Le economie hanno risentito in modo diverso della pandemia. Secondo Manraj Sekhon, Chief Investment Officer di Franklin Templeton Emerging Markets Equity, i Mercati Emergenti – soprattutto quelli asiatici – hanno dimostrato nel complesso una buona capacità di tenuta. La Cina in primo luogo, che nel 2020 è stata l’unica grande economia a registrare una crescita positiva, mentre il Covid19 ha spinto gli altri Paesi in una profonda recessione. “Nel 2019 l’economia cinese ha avuto un peso pari al 66% circa dell’economia statunitense, ma entro la fine del decennio ha le carte in regola per sfilare agli Stati Uniti lo scettro di prima economia mondiale”, dice Sekhon. Non solo. Il mercato obbligazionario cinese è oggi il secondo al mondo per dimensioni, subito dietro agli Stati Uniti. “Per queste ragioni gli investitori non dovrebbero trascurare i mercati della Cina e dell’Asia in generale”, afferma lo strategist.

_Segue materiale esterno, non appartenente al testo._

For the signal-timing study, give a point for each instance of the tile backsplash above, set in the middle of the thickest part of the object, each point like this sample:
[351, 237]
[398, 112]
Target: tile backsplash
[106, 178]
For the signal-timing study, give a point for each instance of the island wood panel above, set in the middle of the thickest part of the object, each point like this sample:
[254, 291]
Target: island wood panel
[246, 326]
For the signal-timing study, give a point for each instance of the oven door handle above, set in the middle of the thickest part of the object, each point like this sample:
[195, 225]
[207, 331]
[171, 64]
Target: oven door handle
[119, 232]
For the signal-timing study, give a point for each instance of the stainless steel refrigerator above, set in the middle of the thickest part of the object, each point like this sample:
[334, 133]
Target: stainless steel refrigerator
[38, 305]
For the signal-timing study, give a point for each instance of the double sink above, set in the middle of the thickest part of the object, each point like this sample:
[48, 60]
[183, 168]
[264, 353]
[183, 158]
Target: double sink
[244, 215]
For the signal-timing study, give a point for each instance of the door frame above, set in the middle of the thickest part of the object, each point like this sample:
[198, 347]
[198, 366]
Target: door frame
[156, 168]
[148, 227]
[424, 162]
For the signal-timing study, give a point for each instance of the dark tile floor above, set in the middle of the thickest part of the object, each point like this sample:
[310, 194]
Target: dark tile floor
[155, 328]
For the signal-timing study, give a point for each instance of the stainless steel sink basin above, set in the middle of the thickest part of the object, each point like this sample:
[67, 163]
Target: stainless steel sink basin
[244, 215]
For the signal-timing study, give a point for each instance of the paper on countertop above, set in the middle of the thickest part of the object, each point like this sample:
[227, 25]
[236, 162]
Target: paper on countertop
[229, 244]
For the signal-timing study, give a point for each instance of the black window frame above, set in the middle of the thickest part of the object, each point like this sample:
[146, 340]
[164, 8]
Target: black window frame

In questa cornice stupisce che i responsabili politici cinesi abbiano fissato un obiettivo più cauto di crescita per il 2021, pari al 6% contro l’8% stimato dal Fondo Monetario Internazionale. In più, per la prima volta il governo non ha fissato un obiettivo medio di crescita nel lungo periodo. A ciò si aggiunge la maggiore enfasi posta sulle riforme ambientali e sociali e sulle nuove tecnologie pulite, che indicano una spinta del governo verso una crescita maggiormente sostenibile e di qualità superiore nel lungo periodo. Inoltre, secondo lo strategist, il momento più critico delle relazioni fra Cina e Stati Uniti sarebbe ormai alle spalle, anche se le tensioni rimarranno elevate. “Dopo anni di politica commerciale aggressiva, il deficit commerciale degli Stati Uniti continua a segnare record assoluti – dice Sekhon – Anziché insistere inutilmente sul fronte commerciale, riteniamo che gli Stati Uniti otterrebbero maggiori benefici da riforme interne, investimenti in infrastrutture e progressi nella digitalizzazione della loro economia”.
Ma le opportunità non sono solo in Cina. Come spiega Sekhon, nell’ultimo decennio l’idea di un’azienda asiatica di livello mondiale si è evoluto da ambizione a realtà, e la pandemia ha rafforzato questa tendenza. Taiwan, Corea del Sud e India offrono molti esempi di aziende innovative e adattabili che sfruttano le condizioni favorevoli di lungo termine. “I produttori di semiconduttori taiwanesi e sudcoreani dominano l’industria mondiale grazie alle loro forti capacità manifatturiere, specialmente nel settore di punta dei chip per semiconduttori – spiega lo strategist – Inoltre, il loro peso ha garantito loro la liquidità necessaria a estendere gli investimenti e consolidare il vantaggio competitivo in un contesto di crescente domanda di chip per infrastrutture informatiche ad alte prestazioni, criptovalute, settore auto e altri comparti di attività”.
Secondo Sekhon, a confronto, i produttori occidentali di semiconduttori hanno faticato a reggere il passo in termini sia di innovazione che di spese in conto capitale. Le aziende sudcoreane – spiega ancora lo strategist – hanno anche fatto da apripista nello sviluppo di batterie per veicoli elettrici, che hanno raggiunto una maggiore penetrazione in tutto il mondo grazie al sostegno politico e ai progressi tecnologici. In Cina, come noto, le imprese di biotecnologia stanno sviluppando trattamenti innovativi per il cancro e altre malattie gravi e hanno conquistato la fiducia dei gruppi farmaceutici mondiali nella concessione di licenze per questi nuovi farmaci. “Anche il comparto internet indiano, che è stato sottorappresentato nei mercati azionari, offre a nostro avviso un enorme potenziale”, conclude Sekhon.